Here's a plot of $\frac{|c_n|}{|c_{n+1}|}$ which illustrate that the limit for $n \to \infty$ is 2. We may take $x_0 = 1$ and expect that series $\sum_{n=0}^\infty c_n x_0^n$ converge fast enough for plactical usage. Estimating truncation error with the first neglected term gives us that $M=50$ terms are enough for double precision (16 digits).

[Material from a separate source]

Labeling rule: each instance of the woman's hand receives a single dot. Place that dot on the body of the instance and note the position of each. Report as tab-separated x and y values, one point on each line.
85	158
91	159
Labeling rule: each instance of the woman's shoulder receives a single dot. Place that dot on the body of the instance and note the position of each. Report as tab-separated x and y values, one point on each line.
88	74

Now we can obtain $F(x)$ numerically by solving the problem $$ F''(x) + \left( \frac{1+4ib}{x} + \frac{1}{x+2} + 2ib \right) F'(x) + \frac{2ib}{x} F(x) = 0, \quad x \in [1, 1000]\\ F(1) = \sum_{n=0}^{50} c_n\\ F'(1) = \sum_{n=1}^{50} n c_n $$

To minimize computational problems arising from numerical integration of an (piecewise) numerical solution I suggest evaluating integral in the same ODE problem. This is achieved by expanding the ODE problem with an auxiliary equation $$ J'(x) = (x+2)e^{-2Ia(x+2)} F(x)\\ J(1) = 0. $$ It is clear that $$ J(x) = \int_1^x (t+2)e^{-2Ia(t+2)} F(t) dt $$ and we're interested in $J(1000)$ only. Combining the problems into single ODE guarantees that ODE integration grid will be the same as quadrature integration grid. This cannot be achieved by separate NDSolve + NIntegrate calls.

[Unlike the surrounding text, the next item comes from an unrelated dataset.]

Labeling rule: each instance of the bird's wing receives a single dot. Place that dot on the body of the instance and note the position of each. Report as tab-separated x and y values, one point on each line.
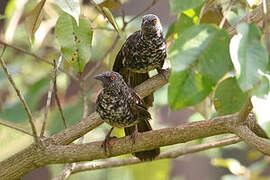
138	108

Here's an implementation of this method in a notebook. But be warned - WorkingPrecision stongly affects the result. Using MachinePrecision is very fast, but the relative error is about $10^{-5}$. Using MachinePrecision=20 improves the result by an order of magnitude or two, but timing is much worse.